Donohue included with the letter a recently released study by Navigant Consulting showing that shareholder activism by union pension funds provides no benefit to pension plan participants, and may actually reduce shareholder value.
The Navigant study analyzed both the short-term and long-term effects of union-backed shareholder proposals identified as "key votes" by the AFL-CIO in annual surveys from 2002-2008. Examples from the study include proxy resolutions requiring companies to disclose political contributions, take action on carbon emissions, and adopt proposals making it easier to unionize.
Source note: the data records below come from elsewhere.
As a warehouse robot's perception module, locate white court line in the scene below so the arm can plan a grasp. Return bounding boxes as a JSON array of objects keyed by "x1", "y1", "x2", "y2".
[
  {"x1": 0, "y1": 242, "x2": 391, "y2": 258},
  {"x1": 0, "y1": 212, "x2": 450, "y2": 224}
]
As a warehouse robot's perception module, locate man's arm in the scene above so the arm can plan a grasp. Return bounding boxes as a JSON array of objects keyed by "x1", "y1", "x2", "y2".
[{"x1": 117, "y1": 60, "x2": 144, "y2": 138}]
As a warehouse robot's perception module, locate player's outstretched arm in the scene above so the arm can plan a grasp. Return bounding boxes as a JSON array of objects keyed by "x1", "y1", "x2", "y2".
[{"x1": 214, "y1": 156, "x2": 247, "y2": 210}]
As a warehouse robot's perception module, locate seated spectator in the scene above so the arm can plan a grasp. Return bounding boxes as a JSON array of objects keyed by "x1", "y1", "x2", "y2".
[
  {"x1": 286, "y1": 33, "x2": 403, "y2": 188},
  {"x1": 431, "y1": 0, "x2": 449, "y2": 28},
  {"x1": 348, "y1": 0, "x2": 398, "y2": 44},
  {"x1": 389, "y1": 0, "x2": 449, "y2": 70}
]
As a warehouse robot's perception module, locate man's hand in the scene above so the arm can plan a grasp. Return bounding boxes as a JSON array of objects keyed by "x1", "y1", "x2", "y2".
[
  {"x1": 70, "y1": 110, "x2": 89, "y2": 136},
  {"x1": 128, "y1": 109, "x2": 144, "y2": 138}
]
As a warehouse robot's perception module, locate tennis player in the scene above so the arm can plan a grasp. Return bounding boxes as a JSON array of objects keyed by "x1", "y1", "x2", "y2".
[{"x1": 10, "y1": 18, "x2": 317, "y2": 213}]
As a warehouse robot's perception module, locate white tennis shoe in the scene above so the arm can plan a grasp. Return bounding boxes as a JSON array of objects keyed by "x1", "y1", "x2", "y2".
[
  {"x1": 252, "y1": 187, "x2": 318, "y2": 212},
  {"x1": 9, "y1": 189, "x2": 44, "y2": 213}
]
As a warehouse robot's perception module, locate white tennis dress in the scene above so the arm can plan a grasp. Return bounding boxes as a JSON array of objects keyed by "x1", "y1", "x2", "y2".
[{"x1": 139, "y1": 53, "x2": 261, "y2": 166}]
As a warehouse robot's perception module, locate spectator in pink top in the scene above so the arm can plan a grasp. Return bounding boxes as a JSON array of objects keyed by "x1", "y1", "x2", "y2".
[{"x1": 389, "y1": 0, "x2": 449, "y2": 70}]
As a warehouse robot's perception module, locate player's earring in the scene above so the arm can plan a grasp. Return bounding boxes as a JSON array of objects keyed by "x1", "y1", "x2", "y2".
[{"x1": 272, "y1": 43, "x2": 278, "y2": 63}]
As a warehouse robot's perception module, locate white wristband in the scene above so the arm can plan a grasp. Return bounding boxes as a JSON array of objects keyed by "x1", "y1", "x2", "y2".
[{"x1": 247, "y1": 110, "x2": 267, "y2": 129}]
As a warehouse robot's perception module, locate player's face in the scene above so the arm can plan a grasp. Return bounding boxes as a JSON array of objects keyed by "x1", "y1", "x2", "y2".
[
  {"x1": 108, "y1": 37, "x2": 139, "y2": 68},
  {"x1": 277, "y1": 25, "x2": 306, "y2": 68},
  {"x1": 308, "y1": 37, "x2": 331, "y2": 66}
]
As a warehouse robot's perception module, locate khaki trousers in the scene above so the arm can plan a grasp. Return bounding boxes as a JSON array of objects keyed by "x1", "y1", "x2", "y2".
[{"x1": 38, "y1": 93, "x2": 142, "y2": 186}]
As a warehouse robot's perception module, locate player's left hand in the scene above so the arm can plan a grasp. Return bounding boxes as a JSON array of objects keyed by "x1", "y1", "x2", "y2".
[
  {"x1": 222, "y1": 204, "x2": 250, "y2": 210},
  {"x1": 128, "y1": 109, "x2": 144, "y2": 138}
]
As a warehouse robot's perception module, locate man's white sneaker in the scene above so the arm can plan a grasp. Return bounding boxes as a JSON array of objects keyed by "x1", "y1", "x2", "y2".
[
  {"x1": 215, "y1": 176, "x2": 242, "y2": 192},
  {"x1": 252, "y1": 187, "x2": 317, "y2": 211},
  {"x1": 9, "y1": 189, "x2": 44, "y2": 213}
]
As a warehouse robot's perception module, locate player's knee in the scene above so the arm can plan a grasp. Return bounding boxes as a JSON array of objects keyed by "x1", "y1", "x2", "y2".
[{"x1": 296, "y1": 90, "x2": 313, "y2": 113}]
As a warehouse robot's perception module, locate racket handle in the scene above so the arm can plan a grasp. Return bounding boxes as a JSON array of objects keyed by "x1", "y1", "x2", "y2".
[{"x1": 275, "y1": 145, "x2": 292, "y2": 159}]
In each case, the study found no empirical evidence that the resolutions provided any benefit to shareholders.
In 2008, the U.S. Department of Labor issued new guidance stating that such politically motivated proxy activity may violate the fiduciary duties of union pension trustees under ERISA.
"As many union-affiliated pension plans slip into financial distress, it becomes even more important for the Department to exercise its enforcement powers to ensure that such plans are fulfilling their fiduciary obligations to participants," said Donohue.
To read a copy of Donohue's letter and the Navigant study, click: /wfi.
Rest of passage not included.